I love organising. I love being organised.
My RMIT jewellery drawers have been consolidated and reorganised. Each piece is now wrapped in acid-free paper and in a little zip-lock bag with a photo of the piece for easy identification – nothing worse than having to unwrap everything to find the one piece you’re looking for.
As part of this exercise, I’ve decided which pieces are candidates for recycling and reworking – I’ll write more about that another time.
So I’ve posted a story about each of the making projects in my second year at RMIT (in 2005).
On to Year 3 in the near future.
Before I move on to third year pieces, a little mention of the year-end exhibition.
As I wrote in my Year 1 exhibition post, at RMIT second and first year students are required to take part in a year-end exhibition. And this year our group had naming rights – not as easy as you’d imagine!
Our exhibition was called ‘Construct‘ and was at the RMIT Faculty of Arts Gallery. Organising it required more effort than we could have imagined! The bump-in (‘professional’ term for the setting up of the exhibition in the gallery space) took our class two days of work in the gallery; and we couldn’t have done it without the extensive work of Mark Edgoose (lecturer) and Jason Wade (technician).
There was no book or catalogue made for the show; and I am quite disappointed that I cannot find the invitation anywhere (if anyone has one, please do send me a scan of it!).
So instead, I shall share two new photographs of the teapot that nearly killed me, after it was silver-plated.
Maybe I could cut the unsatisfactory handle off the top of the teapot (even though that was one hell of a soldering feat!) and make the ‘bowl’ into something more useful … I don’t like to see so much metal wasted (especially as I don’t display it), and I had so many beautiful ideas at the time of the project that I could perhaps resurrect.

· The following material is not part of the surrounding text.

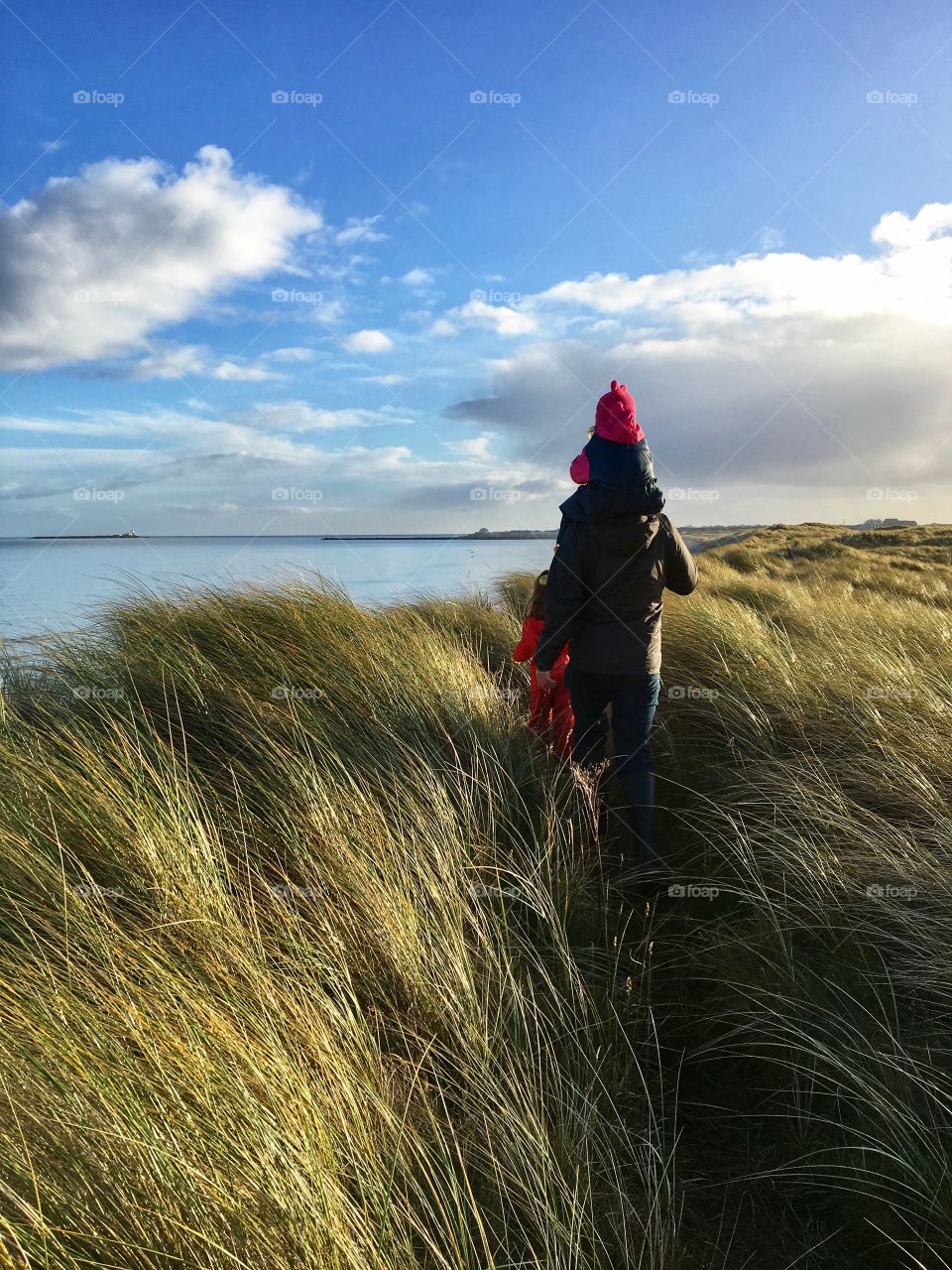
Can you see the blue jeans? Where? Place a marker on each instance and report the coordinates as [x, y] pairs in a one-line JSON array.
[[634, 698]]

If you’re an RMIT alumni, what have you done with your teapot??
Second year, second semester, Enamelling, project #2: Enamelling in the round
For this project we were to enamel a piece with volume, size … taking us from being essentially two-dimensional to three-dimensional.
Due to the time and effort I’d put into the first project, I took the second project a bit more efficiently. I decided to enamel some of the extra rings I’d made from the woven cloisonné panels I’d made in my jewellery project in second semester first year.
The colour was a departure from my blue-based preferences … it isn’t too clear from the images taken at the time, but the interior of the rings is in a startling lime green. As anyone who’s enamelled before would know, any object enamelled needs counter-enamel if the substrate isn’t beefy; so I needed to counter enamel the exterior of the rings in a clear enamel (to make the contrast more obvious).
Of course a viewer wouldn’t know about the green enamel on the inside of a worn ring … I like these kinds of hidden secrets.
The elective I took in second semester second year was Enamelling, as I had enjoyed it so much in first year.
Second year, second semester, Enamelling, project #1: ‘Champleve‘
Champleve is enamelling into a recess in metal – which can be created either by carving, etching or layer soldering (with high temperature, IT, solder).
For this project I took for inspiration a photograph I had taken of a plane tree in winter – one of the iconic Melbourne images in my opinion (especially as I worked in the city, and they’re everywhere).
Each component was made of two layers of fine silver, the top layer saw-pierced and soldered to the bottom layer.
The shape in the top layer is derived from the photograph – below. The pieces were rivetted together.
I don’t really think this is a successful piece: the rivets do not seem robust enough, the fitting isn’t robust enough for the weight of the piece, and the articulation of the rivets isn’t ideal. Perhaps this is a contender for a re-working?
… last post in this series: RMIT Year 2, Semester 2, Silversmithing …
The major project for Silversmithing this semester was …. drumroll please … the teapot.
I have said this before many times, and will say it one last time: this project almost killed me. Metaphorically of course … well, psychologically it was a very near miss! It thoroughly exhausted me and very near defeated my will to continue with the program.
Why? At the start of the project, to be truthful it was even during the holidays before the semester started (nerd much?) that I started the research for this project. I was really excited; I wanted to make something wonderful. I jinxed myself essentially. I did so much reading and research that I lost touch with my own original spark – I had polluted my mind with the ideas of so many others.
This meant that the design process for this project was utterly torturous for me. It didn’t go very well at all. I struggled to find my own voice. I couldn’t even find ideas for concept or feature. In desperation I turned to a design trick my jewellery lecturer had taught me in first year – just draw quick doodles based on primary shapes and see what comes of it.
Below is the image that finally unlocked a design for me. It’s quite beautiful – the trails of electrons and protons as atoms are split apart.
It was getting so far into the semester that I really had to start actually making something, anything.
After playing around with shapes I eventually settled on the one at the bottom of the below group. Looking back at my visual diary of the time, many of the shapes strike me as quite beautiful. So I can’t be as terrible as I thought at the time!